O lançamento, pelo Ateliê de Coreógrafos Brasileiros, do projeto Solos>35, pode contribuir bastante para o debate sobre um tema significativo para a dança: a condição artística e profissional dos bailarinos mais velhos, e sua aposentadoria precoce quase obrigatória. O projeto vai apresentar obras com intérpretes de mais de 35 anos – uma idade em que o bailarino médio, se não está integrado a um grupo ou companhia nem coreografa para si mesmo, já não encontra muito espaço no mercado. O limite poderia ser o dos 40 anos, uma espécie de idade crítica além da qual pouquíssimos bailarinos sobrevivem profissionalmente, em geral etoiles de companhias, com renome suficiente para que coreógrafos criem especificamente para eles; ou 50, idade em que a simples permanência do artista da dança já representa um fenômeno singular digno de nota.
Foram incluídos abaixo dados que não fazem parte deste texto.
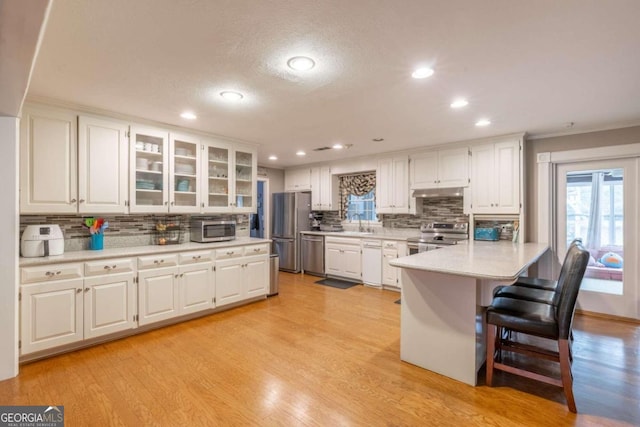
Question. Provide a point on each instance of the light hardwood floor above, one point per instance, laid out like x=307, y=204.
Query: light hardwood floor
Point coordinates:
x=318, y=356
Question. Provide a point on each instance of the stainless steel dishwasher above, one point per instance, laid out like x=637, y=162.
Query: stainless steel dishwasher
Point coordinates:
x=313, y=254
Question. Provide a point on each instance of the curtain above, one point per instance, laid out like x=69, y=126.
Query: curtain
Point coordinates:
x=595, y=211
x=358, y=185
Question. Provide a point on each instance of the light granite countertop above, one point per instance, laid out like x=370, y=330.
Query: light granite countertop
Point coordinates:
x=382, y=234
x=502, y=260
x=79, y=256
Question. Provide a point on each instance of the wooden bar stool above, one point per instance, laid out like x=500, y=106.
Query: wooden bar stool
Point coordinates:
x=540, y=320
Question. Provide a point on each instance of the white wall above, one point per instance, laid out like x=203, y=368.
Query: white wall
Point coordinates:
x=9, y=230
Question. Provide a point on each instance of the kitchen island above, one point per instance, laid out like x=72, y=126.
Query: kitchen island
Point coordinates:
x=444, y=295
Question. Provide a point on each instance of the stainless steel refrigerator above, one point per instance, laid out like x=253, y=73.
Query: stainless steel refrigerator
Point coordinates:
x=290, y=217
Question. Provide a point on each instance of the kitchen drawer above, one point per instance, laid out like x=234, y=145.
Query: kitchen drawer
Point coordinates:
x=229, y=253
x=389, y=244
x=106, y=266
x=256, y=250
x=50, y=272
x=156, y=261
x=343, y=240
x=195, y=257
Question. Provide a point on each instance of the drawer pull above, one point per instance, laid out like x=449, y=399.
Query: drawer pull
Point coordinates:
x=52, y=273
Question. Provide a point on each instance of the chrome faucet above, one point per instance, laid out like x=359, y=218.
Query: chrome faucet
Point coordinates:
x=359, y=216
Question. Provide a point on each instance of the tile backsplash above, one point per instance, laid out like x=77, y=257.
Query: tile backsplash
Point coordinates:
x=124, y=230
x=449, y=209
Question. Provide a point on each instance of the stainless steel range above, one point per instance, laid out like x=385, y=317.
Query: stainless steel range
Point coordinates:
x=435, y=235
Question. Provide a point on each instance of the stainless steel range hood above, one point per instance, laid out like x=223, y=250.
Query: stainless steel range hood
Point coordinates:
x=438, y=192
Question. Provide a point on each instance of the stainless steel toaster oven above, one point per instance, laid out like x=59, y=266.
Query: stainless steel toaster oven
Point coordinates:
x=204, y=231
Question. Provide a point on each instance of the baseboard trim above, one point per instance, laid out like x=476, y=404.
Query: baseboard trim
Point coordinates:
x=608, y=316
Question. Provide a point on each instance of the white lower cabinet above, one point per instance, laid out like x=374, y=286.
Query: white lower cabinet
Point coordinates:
x=109, y=304
x=61, y=304
x=256, y=276
x=229, y=281
x=50, y=314
x=196, y=287
x=59, y=312
x=158, y=293
x=392, y=250
x=242, y=277
x=343, y=258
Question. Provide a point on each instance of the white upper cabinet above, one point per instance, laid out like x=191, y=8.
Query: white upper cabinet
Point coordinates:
x=102, y=165
x=324, y=189
x=495, y=182
x=297, y=179
x=392, y=185
x=149, y=165
x=165, y=171
x=246, y=167
x=440, y=169
x=48, y=161
x=229, y=177
x=184, y=176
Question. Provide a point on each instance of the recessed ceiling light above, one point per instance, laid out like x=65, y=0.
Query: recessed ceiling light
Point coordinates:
x=230, y=95
x=459, y=103
x=188, y=115
x=301, y=63
x=422, y=73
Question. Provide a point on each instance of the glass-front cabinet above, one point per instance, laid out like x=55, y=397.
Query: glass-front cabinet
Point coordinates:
x=245, y=177
x=184, y=179
x=230, y=178
x=165, y=171
x=149, y=170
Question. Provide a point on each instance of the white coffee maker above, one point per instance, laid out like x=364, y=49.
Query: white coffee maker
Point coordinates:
x=42, y=240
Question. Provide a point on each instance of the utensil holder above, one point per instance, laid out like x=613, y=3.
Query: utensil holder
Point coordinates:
x=97, y=242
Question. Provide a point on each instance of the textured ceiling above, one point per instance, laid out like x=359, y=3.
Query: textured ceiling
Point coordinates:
x=527, y=65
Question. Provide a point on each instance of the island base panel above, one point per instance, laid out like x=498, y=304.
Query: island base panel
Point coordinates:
x=442, y=325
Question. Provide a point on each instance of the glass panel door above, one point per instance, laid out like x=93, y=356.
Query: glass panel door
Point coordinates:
x=217, y=194
x=244, y=182
x=149, y=170
x=596, y=202
x=185, y=155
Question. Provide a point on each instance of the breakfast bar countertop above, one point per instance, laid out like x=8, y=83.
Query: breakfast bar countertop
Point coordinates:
x=501, y=260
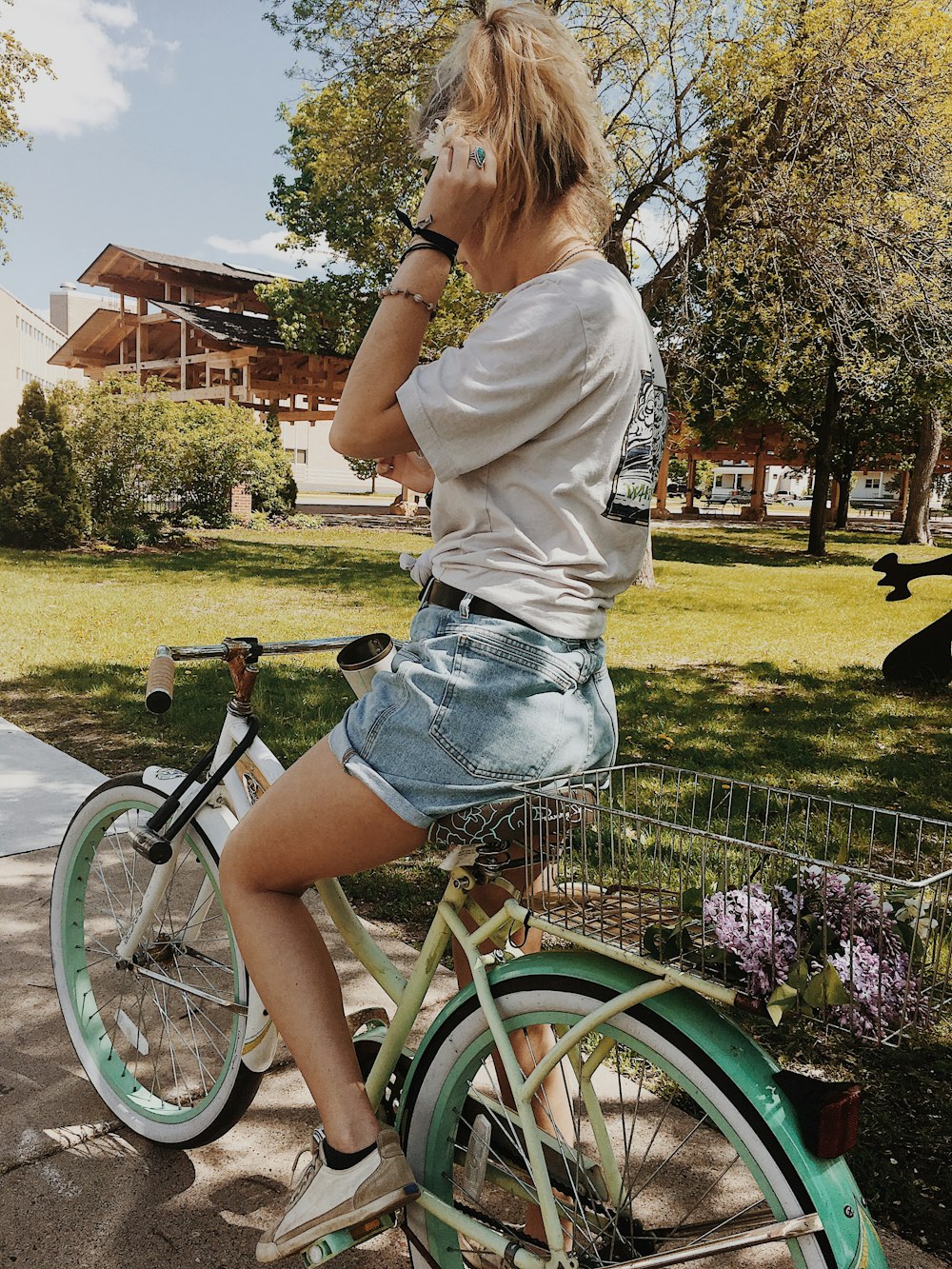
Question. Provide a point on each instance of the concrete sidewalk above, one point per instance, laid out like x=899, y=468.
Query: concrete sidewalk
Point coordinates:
x=40, y=789
x=79, y=1189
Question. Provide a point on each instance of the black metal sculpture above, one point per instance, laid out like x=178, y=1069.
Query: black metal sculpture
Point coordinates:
x=924, y=658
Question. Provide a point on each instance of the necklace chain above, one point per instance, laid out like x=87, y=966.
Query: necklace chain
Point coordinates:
x=569, y=255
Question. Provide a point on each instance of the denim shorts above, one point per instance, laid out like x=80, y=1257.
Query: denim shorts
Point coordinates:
x=472, y=707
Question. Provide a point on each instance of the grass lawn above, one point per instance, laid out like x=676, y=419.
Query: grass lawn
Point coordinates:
x=748, y=659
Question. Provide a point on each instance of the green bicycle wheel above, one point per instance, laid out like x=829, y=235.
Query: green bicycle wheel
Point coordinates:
x=655, y=1147
x=159, y=1035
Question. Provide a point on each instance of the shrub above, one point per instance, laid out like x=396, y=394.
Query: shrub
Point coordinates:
x=42, y=498
x=135, y=448
x=122, y=439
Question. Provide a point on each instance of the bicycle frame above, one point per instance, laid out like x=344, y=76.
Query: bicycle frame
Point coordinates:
x=230, y=800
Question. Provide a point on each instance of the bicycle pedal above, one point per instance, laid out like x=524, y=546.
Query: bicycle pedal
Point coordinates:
x=333, y=1244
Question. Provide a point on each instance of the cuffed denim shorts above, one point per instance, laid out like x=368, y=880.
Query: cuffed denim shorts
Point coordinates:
x=472, y=707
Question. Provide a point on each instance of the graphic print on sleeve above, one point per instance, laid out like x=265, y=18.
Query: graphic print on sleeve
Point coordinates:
x=636, y=475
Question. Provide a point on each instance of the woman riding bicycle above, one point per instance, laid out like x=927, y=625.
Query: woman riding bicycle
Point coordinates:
x=544, y=434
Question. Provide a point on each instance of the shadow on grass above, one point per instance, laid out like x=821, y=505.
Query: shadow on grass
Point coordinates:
x=347, y=568
x=768, y=545
x=845, y=735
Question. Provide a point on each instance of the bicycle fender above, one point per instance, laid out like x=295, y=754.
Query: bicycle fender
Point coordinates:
x=216, y=823
x=829, y=1183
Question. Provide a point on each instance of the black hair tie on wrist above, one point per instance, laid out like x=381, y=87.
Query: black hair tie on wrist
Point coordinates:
x=438, y=241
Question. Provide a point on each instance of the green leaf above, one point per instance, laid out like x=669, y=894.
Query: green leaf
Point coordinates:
x=783, y=998
x=692, y=900
x=799, y=976
x=664, y=942
x=826, y=990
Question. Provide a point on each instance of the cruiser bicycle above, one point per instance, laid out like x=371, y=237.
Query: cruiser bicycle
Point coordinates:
x=601, y=1081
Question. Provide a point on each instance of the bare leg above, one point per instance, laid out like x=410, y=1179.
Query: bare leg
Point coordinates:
x=315, y=823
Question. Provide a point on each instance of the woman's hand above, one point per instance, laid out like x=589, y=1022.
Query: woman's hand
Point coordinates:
x=410, y=469
x=459, y=189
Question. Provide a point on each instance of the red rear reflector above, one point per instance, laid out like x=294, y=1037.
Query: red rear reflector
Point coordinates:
x=828, y=1113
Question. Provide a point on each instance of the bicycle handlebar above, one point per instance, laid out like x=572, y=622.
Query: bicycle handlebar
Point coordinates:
x=160, y=681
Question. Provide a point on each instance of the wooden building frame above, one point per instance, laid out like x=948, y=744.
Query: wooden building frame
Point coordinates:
x=202, y=330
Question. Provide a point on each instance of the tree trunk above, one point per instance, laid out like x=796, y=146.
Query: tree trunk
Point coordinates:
x=823, y=468
x=646, y=572
x=927, y=452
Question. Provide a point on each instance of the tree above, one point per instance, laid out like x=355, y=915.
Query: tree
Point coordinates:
x=826, y=226
x=42, y=499
x=135, y=448
x=650, y=60
x=122, y=438
x=18, y=69
x=798, y=151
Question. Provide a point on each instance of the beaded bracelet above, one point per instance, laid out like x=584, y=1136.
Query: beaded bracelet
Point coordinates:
x=410, y=294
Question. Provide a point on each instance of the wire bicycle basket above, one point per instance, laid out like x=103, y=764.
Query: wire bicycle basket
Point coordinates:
x=792, y=900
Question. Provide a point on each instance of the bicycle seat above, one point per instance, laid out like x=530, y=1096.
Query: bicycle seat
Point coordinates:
x=506, y=830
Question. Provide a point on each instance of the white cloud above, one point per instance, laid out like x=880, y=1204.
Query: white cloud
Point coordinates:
x=93, y=46
x=266, y=247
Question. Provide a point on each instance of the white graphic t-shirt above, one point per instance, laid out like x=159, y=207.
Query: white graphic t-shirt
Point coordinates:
x=546, y=431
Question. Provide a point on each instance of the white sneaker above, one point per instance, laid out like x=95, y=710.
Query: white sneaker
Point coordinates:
x=326, y=1200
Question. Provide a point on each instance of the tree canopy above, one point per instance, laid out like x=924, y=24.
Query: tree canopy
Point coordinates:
x=18, y=68
x=783, y=184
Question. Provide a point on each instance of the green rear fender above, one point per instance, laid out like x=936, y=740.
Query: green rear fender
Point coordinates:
x=830, y=1184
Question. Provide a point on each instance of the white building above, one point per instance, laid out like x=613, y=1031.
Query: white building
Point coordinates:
x=737, y=480
x=27, y=342
x=70, y=307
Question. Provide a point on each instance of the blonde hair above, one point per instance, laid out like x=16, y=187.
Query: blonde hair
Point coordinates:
x=516, y=77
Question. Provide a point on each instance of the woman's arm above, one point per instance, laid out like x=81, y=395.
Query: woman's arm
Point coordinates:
x=368, y=420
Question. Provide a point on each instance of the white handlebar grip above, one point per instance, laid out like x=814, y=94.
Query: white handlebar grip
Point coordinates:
x=159, y=684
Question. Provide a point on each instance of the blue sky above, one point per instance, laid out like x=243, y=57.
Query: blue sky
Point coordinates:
x=160, y=132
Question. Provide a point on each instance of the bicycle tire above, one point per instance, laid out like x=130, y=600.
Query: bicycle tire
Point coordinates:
x=166, y=1061
x=680, y=1123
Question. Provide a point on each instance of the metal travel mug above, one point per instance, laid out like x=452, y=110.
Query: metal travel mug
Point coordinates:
x=365, y=658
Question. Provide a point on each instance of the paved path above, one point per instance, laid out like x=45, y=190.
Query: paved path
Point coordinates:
x=78, y=1189
x=40, y=789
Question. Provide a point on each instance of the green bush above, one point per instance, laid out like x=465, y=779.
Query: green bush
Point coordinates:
x=42, y=498
x=135, y=449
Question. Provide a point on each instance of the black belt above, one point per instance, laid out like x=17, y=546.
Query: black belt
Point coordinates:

Afinal de contas, por que a dança é tão cruel com seus artistas à medida em que envelhecem? A resposta que a maior parte das pessoas dá a essa pergunta é simples: porque o envelhecimento do corpo estabelece limitações para a realização de certos movimentos. No que se refere à especificidade de movimentos, trata-se de explicação tola: qualquer corpo possui limitações para a realização de certos movimentos, seja por sua própria constituição, seja pela maneira como foi sendo construído ao longo da vida. Quem quiser conferir, que mande uma bailarinazinha clássica realizar alguma ação que exija a quantidade de força que a musculatura de um halterofilista é capaz de realizar. No que se refere a movimentos em geral, a tolice se torna perversidade e preconceito: ela presume que corpos podem não ser dançantes mesmo quando são funcionais.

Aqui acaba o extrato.